One potential source of some information is from forced pooling notices in nearby Townships. You can find this information on the Colorado Oil and Gas Commission website - Township & Range.
Another source of current rates is the Lierle Price Report (although you must take it with a grain of salt since offers vary by exact location) showed lease terms between 1.5 - 5 years and average lease bonus of $300/NMA (NW Weld was lower at $20/NMA but I'm not sure I'd put stock in that number).
Here's a checklist you can use that has some other things to consider. As with any business transaction, be sure to cover your bases and get help if you aren't comfortable negotiating the deal. Also, don't be pressured by tactics that threaten that the offer is only good for a limited time.
Thanks so much. So hard to get info on current leasing, other than it’s low.

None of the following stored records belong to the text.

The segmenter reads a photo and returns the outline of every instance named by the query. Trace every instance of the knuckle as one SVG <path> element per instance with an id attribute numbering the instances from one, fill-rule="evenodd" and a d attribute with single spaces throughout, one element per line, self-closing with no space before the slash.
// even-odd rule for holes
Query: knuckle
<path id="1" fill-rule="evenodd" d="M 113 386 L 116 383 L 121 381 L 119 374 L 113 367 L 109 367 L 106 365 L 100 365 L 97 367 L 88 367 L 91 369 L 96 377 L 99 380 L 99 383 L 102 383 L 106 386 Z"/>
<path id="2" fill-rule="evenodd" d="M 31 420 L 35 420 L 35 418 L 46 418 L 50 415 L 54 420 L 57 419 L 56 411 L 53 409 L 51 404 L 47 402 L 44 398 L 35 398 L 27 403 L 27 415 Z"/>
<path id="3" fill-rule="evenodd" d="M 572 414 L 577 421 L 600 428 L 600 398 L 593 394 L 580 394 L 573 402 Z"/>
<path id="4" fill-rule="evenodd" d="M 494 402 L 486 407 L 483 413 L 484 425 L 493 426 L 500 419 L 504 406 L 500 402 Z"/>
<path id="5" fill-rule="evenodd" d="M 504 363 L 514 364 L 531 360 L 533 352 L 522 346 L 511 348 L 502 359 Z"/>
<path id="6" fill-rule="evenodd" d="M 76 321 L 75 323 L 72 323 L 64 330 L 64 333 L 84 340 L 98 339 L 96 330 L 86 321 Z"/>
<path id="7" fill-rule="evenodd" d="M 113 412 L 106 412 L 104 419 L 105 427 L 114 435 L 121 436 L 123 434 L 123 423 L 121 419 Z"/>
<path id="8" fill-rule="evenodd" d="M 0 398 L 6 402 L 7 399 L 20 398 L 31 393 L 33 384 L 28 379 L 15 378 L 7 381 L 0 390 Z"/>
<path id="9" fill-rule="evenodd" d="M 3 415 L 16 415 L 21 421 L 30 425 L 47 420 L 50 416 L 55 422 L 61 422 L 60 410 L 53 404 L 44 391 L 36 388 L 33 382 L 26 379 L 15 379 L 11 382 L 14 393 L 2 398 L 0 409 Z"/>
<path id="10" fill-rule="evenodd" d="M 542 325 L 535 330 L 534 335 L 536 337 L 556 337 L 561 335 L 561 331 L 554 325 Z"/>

Matt: Good info in the PDF. Thanks. With just a a quick look, I already have a question: We have 2 non-contiguous tracts. The last landman I was in touch with insisted the Pugh clause negated the need for 2 separate leases. What advantage is two leases if we have a Pugh clause?
First, let me say that I am and Engineer not a Landman so this is not my area of expertise. That said, from what I've read, I would tend to agree with the landman you spoke with. In terms of having two leases, if you can shop around and get a better offer for the tract in a better area (higher bonus, higher royalty, shorter term, etc.), then it might be worthwhile to lease the parcels separately.
At the end of the day, it sounds like you have your bases covered in terms of ensuring that the production from a pooled unit in the first tract won't hold the portion of the lease covering the second tract. Be sure to consult a professional to review the specific language in the lease because not all Pugh clauses are created equal.
I'd be interested in what some of the land experts have to say. Anyone?
Two leases act as a natural firewall against the possibility of inadequate language in a single lease. There is also always the possibility that how language is construed can change. Having 2 leases should add minimal cost to the deal.